Orlandu hocha la tête. « Oui. Maintenant, je dois y aller. » Il commença à s’éloigner.
« Le jardin de… » Le maltais d’Omar lui fit défaut. Mais, comme nombre d’habitants du Grand Port, comme Orlandu également, sa tête renfermait des fragments d’une douzaine de langues. Le Borgo était une tour de Babel. Les mains d’Omar se mirent à onduler vers le haut pour illustrer la pousse des plantes, puis il mima le fait d’avaler une potion et fit la grimace comme si le goût en était amer. « Le jardin de simples », dit-il en français.
Orlandu acquiesça, car son français était assez bon.
Omar revint au maltais. « La maison des Italiens. Oui ! »
Sur l’arrière de l’une des auberges italiennes se trouvait un jardin de simples clos de murs, où le père Lazaro, maître de l’Infirmerie sacrée, cultivait fleurs et herbes médicinales. De même qu’ils étaient les plus grands guerriers du monde, les hospitaliers étaient également les plus grands médecins.

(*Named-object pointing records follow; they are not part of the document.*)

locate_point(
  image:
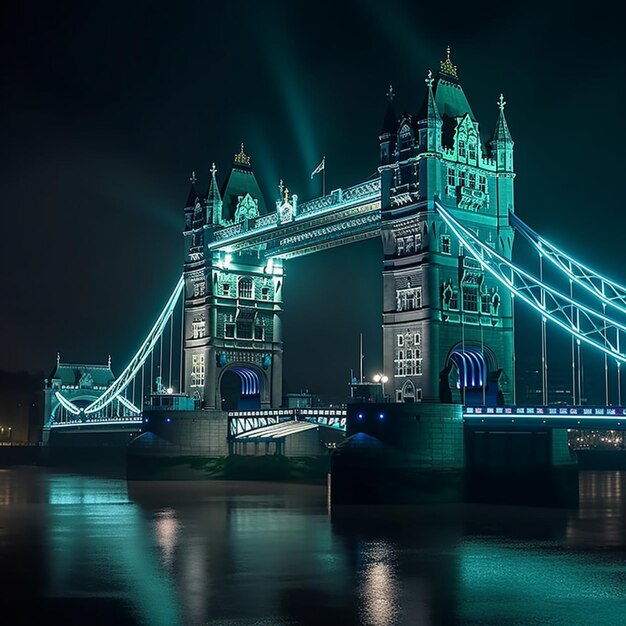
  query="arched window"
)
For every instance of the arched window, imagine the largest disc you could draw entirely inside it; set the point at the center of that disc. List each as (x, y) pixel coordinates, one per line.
(244, 287)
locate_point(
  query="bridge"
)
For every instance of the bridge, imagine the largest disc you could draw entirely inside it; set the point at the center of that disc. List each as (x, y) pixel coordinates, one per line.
(442, 203)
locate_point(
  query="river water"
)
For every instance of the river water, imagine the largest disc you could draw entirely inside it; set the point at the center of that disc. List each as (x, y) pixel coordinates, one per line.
(85, 550)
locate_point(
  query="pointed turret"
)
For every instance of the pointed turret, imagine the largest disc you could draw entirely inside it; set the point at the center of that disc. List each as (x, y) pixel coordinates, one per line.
(390, 122)
(214, 200)
(429, 119)
(502, 143)
(242, 198)
(193, 192)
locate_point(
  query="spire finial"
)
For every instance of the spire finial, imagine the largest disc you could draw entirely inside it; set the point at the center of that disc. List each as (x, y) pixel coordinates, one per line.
(242, 158)
(447, 67)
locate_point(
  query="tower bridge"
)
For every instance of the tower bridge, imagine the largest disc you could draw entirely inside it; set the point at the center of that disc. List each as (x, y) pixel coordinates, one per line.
(443, 204)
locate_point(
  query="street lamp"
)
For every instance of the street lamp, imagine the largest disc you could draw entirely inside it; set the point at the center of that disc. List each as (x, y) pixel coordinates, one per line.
(382, 379)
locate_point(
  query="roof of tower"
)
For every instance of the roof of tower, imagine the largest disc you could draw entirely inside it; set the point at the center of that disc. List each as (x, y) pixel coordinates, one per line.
(390, 122)
(449, 95)
(502, 132)
(240, 181)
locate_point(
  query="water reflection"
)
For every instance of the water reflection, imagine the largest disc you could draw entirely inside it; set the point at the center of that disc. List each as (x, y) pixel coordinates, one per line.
(93, 550)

Mais que voulait dire le vieil homme ? Omar regarda la ruelle, mais aucun signe du lévrier.
« Dans le jardin 1 ! Le djinn blanc ! Oui ! »
Omar lança la tête en arrière et hurla vers le ciel.
ORLANDU N’AVAIT RIEN à perdre, et les fous savent souvent des choses que les autres ignorent. Il traversa la ville en proie à la panique, se dirigeant vers le jardin des plantes médicinales. Le soleil d’Afrique du Nord était aussi sans pitié que le désespoir, et toute la gratitude du garçon allait à l’ombre des étroites ruelles. Dans celles qui n’étaient ni pavées ni dallées, là où vivait le commun des gens, la poussière soulevée par le tumulte s’envolait en nuées, se collait à ses cheveux, saupoudrait ses haillons et plâtrait sa langue. Chaque pas était encombré de réfugiés cherchant un abri pour leurs familles et leurs chèvres. Orlandu considérait leur frayeur avec dédain, mais c’étaient des paysans, naturellement timides et peu accoutumés à la guerre, et il fallait s’y attendre. Les chevaliers les protégeraient, les chevaliers et les autres combattants – les soldados particular , les tercios espagnols, la milice maltaise, les tueurs de chiens comme lui-même. Il décida de donner l’exemple en marchant bien droit et sans peur, se dépêchant d’atteindre l’auberge.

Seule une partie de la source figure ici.